If you thought you were in for another run-of-the-mill tutorial, think again. This isn’t just another PowerPoint presentation or a mind-numbing configuration guide. No, my friend, this is a cautionary tale about routing and vPC that will open your eyes to the potential pitfalls you may encounter.
Picture this: it’s 2017, and you and your colleague are tasked with installing a new pair of Nexus switches in a production data center. Simple enough, right? Well, not quite. You soon realize that the vPC attached routers and firewalls aren’t peering with the switches as expected. The routers are up, and you can ping them, but the OSPF peering is unstable. It’s like hitting a roadblock you didn’t anticipate.
Let me take you through a lab demo to illustrate what was happening. We’ve got a pair of Nexus 9000 switches with vPC configured, and everything seems normal. Switch-1 is peering with three different neighbors, including Switch-2, which is experiencing some issues. The two routers connected to Switch-2 are stuck in an INIT and EXSTART loop. It’s a perplexing situation that had us scratching our heads for hours on end.
But fear not, there is a solution. After days of research and testing, we finally cracked the code. To understand the root cause of this problem, let’s do a quick review of LAGs (Link Aggregation Groups) and vPC.
A LAG is simply a bundle of physical links that connect two devices, where each flow of traffic is assigned to one of the links. On the other hand, vPC takes LAGs to the next level by involving two Nexus switches. But here’s the catch: sometimes traffic meant for one switch arrives on the other switch. This happens because Switch-2 can respond on behalf of Switch-1 due to a feature called peer-gateway.
Now, let’s dig deeper into how routing protocols interact with vPC. Routing protocols, aside from BGP, expect routers to be directly connected. To enforce this, packets are sent with a TTL (Time to Live) of 1. During the process of forming neighbors, multicast and unicast packets are exchanged. If Switch-2 receives packets meant for Switch-1, it naturally decrements the TTL. When the TTL reaches zero, the packet is discarded, leading to incomplete neighbor relationships.
So how do we solve this problem? Well, it depends on the topology you’re working with. If the routers want to peer with each other and are connected to the switches with vPC, you’re in luck. This scenario works because the routers are connected at Layer 2, and the switches don’t decrement the TTL of the peering traffic.
But what if you want the switches to participate in dynamic routing? In that case, the router shouldn’t use vPC but instead be connected to an orphan port. If you want to peer with both switches, you might need to add an additional layer-2 inter-switch link, but consult the Routing over vPC document for your specific platform.
Alternatively, you can take a hybrid approach.

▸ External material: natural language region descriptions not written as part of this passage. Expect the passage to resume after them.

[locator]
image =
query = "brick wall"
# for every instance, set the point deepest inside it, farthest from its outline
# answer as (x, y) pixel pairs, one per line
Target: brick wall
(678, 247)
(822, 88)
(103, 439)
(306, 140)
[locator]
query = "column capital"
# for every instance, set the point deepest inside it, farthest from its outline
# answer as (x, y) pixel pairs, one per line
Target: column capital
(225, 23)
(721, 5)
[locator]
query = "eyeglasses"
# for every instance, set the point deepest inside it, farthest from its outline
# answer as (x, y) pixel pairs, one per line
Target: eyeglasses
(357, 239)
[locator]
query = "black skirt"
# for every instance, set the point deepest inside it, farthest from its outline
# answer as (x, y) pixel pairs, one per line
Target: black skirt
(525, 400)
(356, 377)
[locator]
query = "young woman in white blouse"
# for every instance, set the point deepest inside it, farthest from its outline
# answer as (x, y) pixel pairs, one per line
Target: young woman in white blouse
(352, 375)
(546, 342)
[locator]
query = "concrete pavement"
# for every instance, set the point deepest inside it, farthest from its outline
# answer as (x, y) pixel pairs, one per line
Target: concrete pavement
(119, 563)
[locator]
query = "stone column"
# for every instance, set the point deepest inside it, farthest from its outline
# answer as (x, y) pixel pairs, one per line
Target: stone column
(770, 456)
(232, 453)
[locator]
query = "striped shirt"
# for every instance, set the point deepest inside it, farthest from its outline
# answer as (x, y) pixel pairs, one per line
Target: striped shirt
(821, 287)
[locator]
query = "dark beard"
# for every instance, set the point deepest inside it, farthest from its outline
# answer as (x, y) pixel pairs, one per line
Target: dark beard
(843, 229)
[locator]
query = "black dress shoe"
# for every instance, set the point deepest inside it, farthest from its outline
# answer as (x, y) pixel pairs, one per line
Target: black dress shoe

In this setup, a router peers with one or both switches over an orphan port while still being able to peer with the vPC-connected router. Another option is to change the links to routed ports using the no switchport command, which allows the routers to peer with the switches.
Now, let’s tackle a more complex situation. Imagine you have a cluster of ASA’s that you want to attach using VSS or vPC. In this case, you might consider whether you really need dynamic routing. If the cluster is on the edge of the network, a default outbound route and some static inbound routes might suffice. But if dynamic routing is a must, running BGP could be an option, although it may require tuning and redistribution into another routing protocol.
However, there’s one final option that can work like magic. By adding the ‘layer3 peer-router’ command to the vPC configuration on both sides, you enable vPC connected routers to peer with the switches. This simple solution is not without its limitations, so ensure you have the right NXOS version and consider any hardware constraints.
So there you have it, a guide to avoiding routing issues with Nexus vPC. I hope these insights will help you navigate the challenges I faced at the beginning of this tale. For further exploration of vPC, I recommend checking out the ‘How vPC Works’ and ‘vPC Configuration’ videos. And if you’re hungry for even more knowledge, head over to Techal, where you’ll find a wealth of informative content.
Remember, the key to success in the world of routing and vPC lies in understanding the nuances and finding creative solutions. Embrace the challenge and let your expertise shine as you guide your network towards seamless connectivity.